Perhaps the most frequently heard gripe from Newcomers is that their handicap is far too low and part of the issue is invariably that while they are accumulating the full complement of 20 scorecards necessary, one or more good scores amongst a plethora of bad can have a disproportionate effect on the calculated handicap.
Opposite is the number of low scores used in calculating your handicap as the number of rounds played increases up to the maximum.
Why does my handicap change from course to course?
Tee Set has long adopted the USGA method of assessing handicaps from the player’s scores from his most recent rounds, and the course rating and slope of the course involved in those rounds. A “handicap differential” is calculated from the scores, using the course slope and rating, and the player’s handicap differentials are used to calculate the player’s handicap.
I had a terrible (or wonderful) round last week but my USGA handicap hasn’t changed, why not?
The main reason is probably that your terrible round last week was worse than your tenth (from 2020 eighth) best round in the last 20 rounds we have for you – this means that there is no change in the data upon which your handicap is being calculated.
Another possible reason is that, normally, cards from one Sunday are input the following Sunday meaning there is potentially a short delay before you are playing on a handicap based on your round today.
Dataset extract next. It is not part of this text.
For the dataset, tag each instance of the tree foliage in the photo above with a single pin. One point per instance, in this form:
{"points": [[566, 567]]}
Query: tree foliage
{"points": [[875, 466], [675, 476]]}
I played with Tee Set a few years ago and have now returned to work in Jakarta, will those rounds be good for establishing my handicap or do I have to start again?
The short answer is no – and you have to start again! Your handicap is intended to reflect your current playing level and not that of a year or more ago. Results older than 1 year are, admittedly spasmodically, marked as not to be used for handicap calculation.
Scratch and Bogey Golfers
Under the USGA system a golfer whose handicap is zero is called a “scratch golfer.” A golfer whose handicap is approximately 18 is called a “bogey golfer.” It is possible to have a handicap below 0; these are referred to as ‘plus’ handicaps, and at the end of the round, a ‘plus’ handicap golfer must add his handicap to his score. If his handicap is a plus number, like +3, then adding that number to the number of total strokes will actually increase that golfer’s final score. If a player shoots a 69 and has a plus 3 handicap, his final adjusted score will be 72.
Again under the USGA system, a golf course is described by two numbers, the course rating and the slope rating. The course rating of a particular course is a number generally between 67 and 77 that is used to measure the average “good score” by a scratch golfer on that course.
The slope rating of a particular course is a number between 55 and 155 that describes the relative difficulty of a course for a bogey golfer (defined above) compared to a scratch golfer.